The Surrealist revolution had failed. No radical change in the conduct of human life had come as a result of it. The exaltation of the irrational had not bettered society. As a matter of fact, the irrational side of human nature was soon to bring about worldwide devastation and tragedy.
The Communists were quick to diagnose the ineffectuality of the Surrealists, and a Soviet confidence man called Ilya Ehrenburg denounced them as fetishists, exhibitionists, and homosexuals. André Breton did not take disparagement lightly. Meeting Ehrenburg in the street, he saw an opportunity to vindicate his honor and struck him in the face. The incident stirred up a hullabaloo. This was especially troubling to Rene Crevel, who had long aspired to be the agent of reconciliation between friends of differing ideology, and who alone among the Surrealists made them
liable to the sexual slur. Troubled by all this, and by continuing ill health, Crevel went home and swallowed two bottles of sleeping pills, shut himself in his kitchen, and turned on the gas. Before lying down to die, and as a final, rather macabre gesture of Surrealist whimsy, he attached to his big toe a label inscribed René Crevel, so that there would be no mistaking his identity at the morgue.

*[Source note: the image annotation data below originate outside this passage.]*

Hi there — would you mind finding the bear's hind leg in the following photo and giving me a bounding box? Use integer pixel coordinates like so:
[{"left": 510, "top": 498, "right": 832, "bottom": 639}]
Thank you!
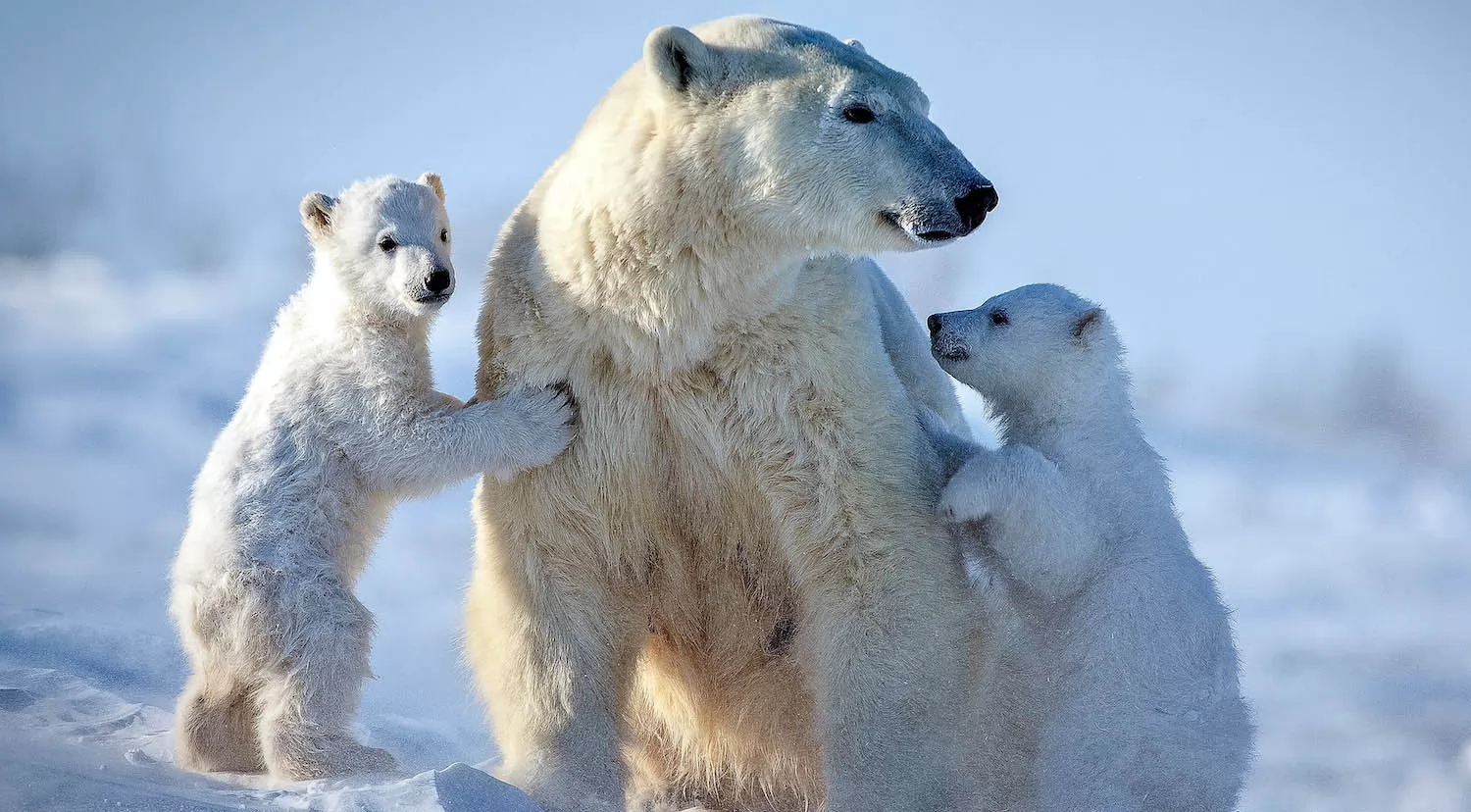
[
  {"left": 174, "top": 673, "right": 267, "bottom": 773},
  {"left": 259, "top": 580, "right": 397, "bottom": 782}
]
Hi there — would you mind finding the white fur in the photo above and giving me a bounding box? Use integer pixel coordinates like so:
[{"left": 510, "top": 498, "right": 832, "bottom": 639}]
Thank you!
[
  {"left": 171, "top": 176, "right": 571, "bottom": 780},
  {"left": 467, "top": 18, "right": 985, "bottom": 812},
  {"left": 927, "top": 285, "right": 1252, "bottom": 812}
]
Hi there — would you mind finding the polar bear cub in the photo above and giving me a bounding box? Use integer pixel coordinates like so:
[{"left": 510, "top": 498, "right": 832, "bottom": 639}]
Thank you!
[
  {"left": 171, "top": 174, "right": 573, "bottom": 780},
  {"left": 926, "top": 285, "right": 1252, "bottom": 812}
]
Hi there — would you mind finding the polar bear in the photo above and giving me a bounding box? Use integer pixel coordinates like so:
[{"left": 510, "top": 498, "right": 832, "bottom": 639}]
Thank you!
[
  {"left": 467, "top": 18, "right": 997, "bottom": 812},
  {"left": 927, "top": 285, "right": 1252, "bottom": 812},
  {"left": 171, "top": 174, "right": 573, "bottom": 780}
]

The suicide of this personable, talented young man was deeply grieving to Giacometti. A particularly affectionate friendship had united them. Crevel had not turned his back on Alberto after the excommunication. He was the one Surrealist whose good humor never failed, whose sincerity went unquestioned, and whose tact often served to resolve misunderstandings. It is a sad, odd coincidence that Alberto’s exclusion from the Surrealist group should have followed so closely upon the suicide of one of its most dedicated members and the revelation that the movement itself was also dead.